Your net worth statement shows what you own and what you owe. But it won’t tell you the complete analysis of your financial well-being.
The number by itself is much less important. It’s the change from year to year that you pay attention to. Your net worth will fluctuate from year to year but it is the overall trend that is important.
As you get older, if you manage your finances well, your net worth ought to increase in tandem. Your assets will grow while paying down your debts.
A negative net worth is not indicative of a disastrous financial life. It just means your debts are more than your assets.
However, if the trend continues, then this is something you should be concerned about. The objective is to strive to have a higher positive net worth over the long term.

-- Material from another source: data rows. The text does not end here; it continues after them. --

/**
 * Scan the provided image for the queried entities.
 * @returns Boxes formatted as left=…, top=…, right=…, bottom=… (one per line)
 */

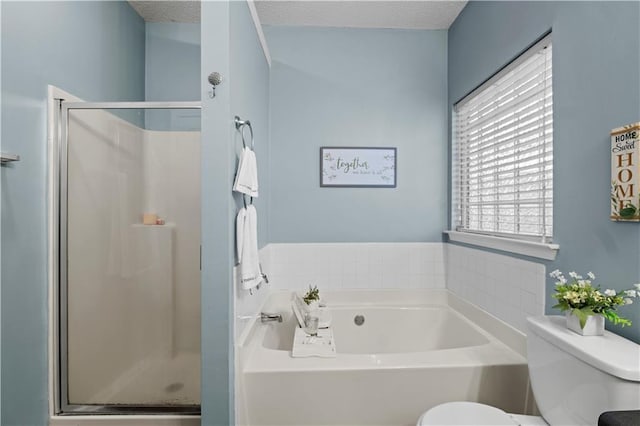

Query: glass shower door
left=60, top=103, right=200, bottom=413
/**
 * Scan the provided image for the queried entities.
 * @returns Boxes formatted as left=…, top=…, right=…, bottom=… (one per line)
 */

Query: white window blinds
left=453, top=37, right=553, bottom=243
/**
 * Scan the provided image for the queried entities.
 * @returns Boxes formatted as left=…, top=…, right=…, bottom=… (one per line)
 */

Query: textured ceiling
left=256, top=0, right=466, bottom=30
left=129, top=0, right=200, bottom=23
left=129, top=0, right=467, bottom=30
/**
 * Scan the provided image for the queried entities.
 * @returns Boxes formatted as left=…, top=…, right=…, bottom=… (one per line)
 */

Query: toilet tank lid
left=527, top=315, right=640, bottom=382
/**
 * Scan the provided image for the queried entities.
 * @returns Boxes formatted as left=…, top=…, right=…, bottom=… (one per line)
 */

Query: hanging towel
left=236, top=205, right=262, bottom=290
left=233, top=147, right=258, bottom=197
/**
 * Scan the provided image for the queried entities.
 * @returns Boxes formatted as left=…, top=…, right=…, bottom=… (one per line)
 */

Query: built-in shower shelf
left=0, top=152, right=20, bottom=163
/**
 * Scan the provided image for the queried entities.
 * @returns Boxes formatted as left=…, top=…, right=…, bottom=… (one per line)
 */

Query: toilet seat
left=418, top=402, right=519, bottom=426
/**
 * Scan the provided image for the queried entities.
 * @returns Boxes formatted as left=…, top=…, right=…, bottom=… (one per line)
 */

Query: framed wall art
left=320, top=146, right=397, bottom=188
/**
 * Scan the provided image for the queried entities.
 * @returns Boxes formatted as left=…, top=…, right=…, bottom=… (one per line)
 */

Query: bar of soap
left=142, top=213, right=158, bottom=225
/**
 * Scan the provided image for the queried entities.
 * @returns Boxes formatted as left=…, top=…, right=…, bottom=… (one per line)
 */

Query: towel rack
left=234, top=115, right=255, bottom=149
left=0, top=152, right=20, bottom=163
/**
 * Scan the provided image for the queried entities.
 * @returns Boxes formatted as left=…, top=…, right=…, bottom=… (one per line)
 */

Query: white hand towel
left=236, top=205, right=262, bottom=290
left=233, top=147, right=258, bottom=197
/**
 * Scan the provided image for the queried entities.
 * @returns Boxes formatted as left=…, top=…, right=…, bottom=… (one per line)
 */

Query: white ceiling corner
left=128, top=0, right=467, bottom=30
left=256, top=0, right=467, bottom=30
left=128, top=0, right=200, bottom=23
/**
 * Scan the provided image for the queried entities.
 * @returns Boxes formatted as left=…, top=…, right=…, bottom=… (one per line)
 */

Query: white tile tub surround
left=444, top=244, right=545, bottom=333
left=269, top=243, right=445, bottom=290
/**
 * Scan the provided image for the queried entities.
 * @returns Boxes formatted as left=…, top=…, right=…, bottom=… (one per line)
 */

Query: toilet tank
left=527, top=316, right=640, bottom=425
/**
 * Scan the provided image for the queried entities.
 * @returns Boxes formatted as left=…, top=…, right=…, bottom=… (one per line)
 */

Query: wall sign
left=611, top=122, right=640, bottom=222
left=320, top=146, right=396, bottom=188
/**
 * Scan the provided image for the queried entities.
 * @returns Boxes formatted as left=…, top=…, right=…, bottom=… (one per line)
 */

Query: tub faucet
left=260, top=312, right=282, bottom=322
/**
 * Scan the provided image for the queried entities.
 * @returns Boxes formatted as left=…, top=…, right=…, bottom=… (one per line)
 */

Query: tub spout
left=260, top=312, right=282, bottom=322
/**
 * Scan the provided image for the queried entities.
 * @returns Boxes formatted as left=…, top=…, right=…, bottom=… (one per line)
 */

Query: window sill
left=444, top=231, right=560, bottom=260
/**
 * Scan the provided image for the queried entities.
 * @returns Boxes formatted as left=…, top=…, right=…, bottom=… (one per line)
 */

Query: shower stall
left=53, top=100, right=201, bottom=415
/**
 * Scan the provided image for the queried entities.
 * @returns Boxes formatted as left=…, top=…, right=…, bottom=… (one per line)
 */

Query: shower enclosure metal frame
left=51, top=99, right=202, bottom=415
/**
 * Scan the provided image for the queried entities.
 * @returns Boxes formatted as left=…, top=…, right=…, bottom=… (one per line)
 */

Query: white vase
left=567, top=312, right=604, bottom=336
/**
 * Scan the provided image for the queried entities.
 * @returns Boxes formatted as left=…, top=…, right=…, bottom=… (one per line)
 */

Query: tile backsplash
left=444, top=244, right=545, bottom=333
left=235, top=243, right=545, bottom=336
left=268, top=243, right=445, bottom=290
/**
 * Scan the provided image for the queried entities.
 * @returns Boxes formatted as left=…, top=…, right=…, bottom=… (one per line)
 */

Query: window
left=453, top=36, right=553, bottom=244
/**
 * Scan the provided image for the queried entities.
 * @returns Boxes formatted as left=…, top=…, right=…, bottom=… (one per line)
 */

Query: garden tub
left=238, top=289, right=531, bottom=425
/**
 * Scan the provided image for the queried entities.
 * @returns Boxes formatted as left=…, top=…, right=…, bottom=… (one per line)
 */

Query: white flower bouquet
left=549, top=269, right=640, bottom=328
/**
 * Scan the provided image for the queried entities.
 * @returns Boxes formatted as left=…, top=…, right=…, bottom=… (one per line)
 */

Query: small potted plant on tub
left=549, top=269, right=640, bottom=336
left=302, top=285, right=320, bottom=311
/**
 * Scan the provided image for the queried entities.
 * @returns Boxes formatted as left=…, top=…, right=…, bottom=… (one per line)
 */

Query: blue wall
left=449, top=1, right=640, bottom=342
left=200, top=2, right=269, bottom=426
left=0, top=1, right=144, bottom=426
left=265, top=27, right=447, bottom=243
left=145, top=22, right=200, bottom=130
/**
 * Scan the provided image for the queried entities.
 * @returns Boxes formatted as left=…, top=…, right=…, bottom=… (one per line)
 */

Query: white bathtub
left=237, top=289, right=531, bottom=425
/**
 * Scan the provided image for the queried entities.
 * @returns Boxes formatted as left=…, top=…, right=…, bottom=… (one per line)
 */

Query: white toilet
left=418, top=316, right=640, bottom=426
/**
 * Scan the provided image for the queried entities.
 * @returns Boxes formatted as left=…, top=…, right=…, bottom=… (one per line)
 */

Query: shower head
left=208, top=72, right=222, bottom=99
left=209, top=72, right=222, bottom=87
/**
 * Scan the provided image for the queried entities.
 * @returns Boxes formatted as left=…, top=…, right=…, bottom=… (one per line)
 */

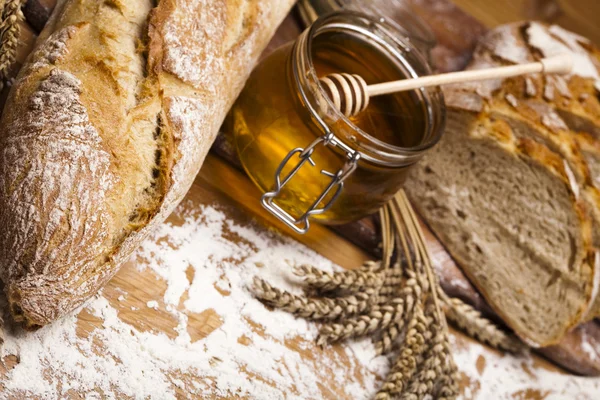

A good benchmark is to compare your current net worth with the amount you should have accumulated based on your income level and number of years working.
Q4: Why is it important to know your net worth?
Knowing your net worth is a great start to organising your finances, creating a budget, and prioritising paying off your debt. Your net worth helps you to:
• Know your current financial condition.
• Have a reference point for mapping the journey to your financial goals.
When you see the pattern of your finances in writing on your net worth reports, you will be compelled to face the truth of where you are financially.
Examining your net worth statements over time can aid you in determining the following:
• Where you are currently.
• How to get to where you want to be.
Q5: How to increase your net worth
Simple! Since net worth is all about assets less liabilities, you either increase your assets, reduce your liabilities or both.
Review your net worth statement and identify which assets and liabilities you can prioritise to take action on.
Increase your assets
You need to save and invest. For example, start out by trying to save RM100 a month if you have been struggling to save. And then work towards savings RM1,000 or more monthly.
You can also start an aggressive personal campaign to cut unnecessary expenditure.
This is a detailed thought out plan that may need time to get used to. You may be surprised that every single expense can be reduced from a minimal 1% to 20% or more.
Reduce your liabilities (and expenses)
Spend on needs, not wants: Your net worth statement can show you which expenses are on the high side. These are your priority areas where reductions are a must to get back on track.
The best way is to separate the needs and the wants – evaluate whether the wants can be totally taken out or drastically reduced. Consider replacing costs that are needs with better value alternatives.
Reduce your debt: Develop a plan for paying down debt before even investing. It does not make sense to put extra money into an investment earning, say 6% per annum, when your credit card is charging you 12-15% per annum. Instead, use available funds to pay off the credit card debt.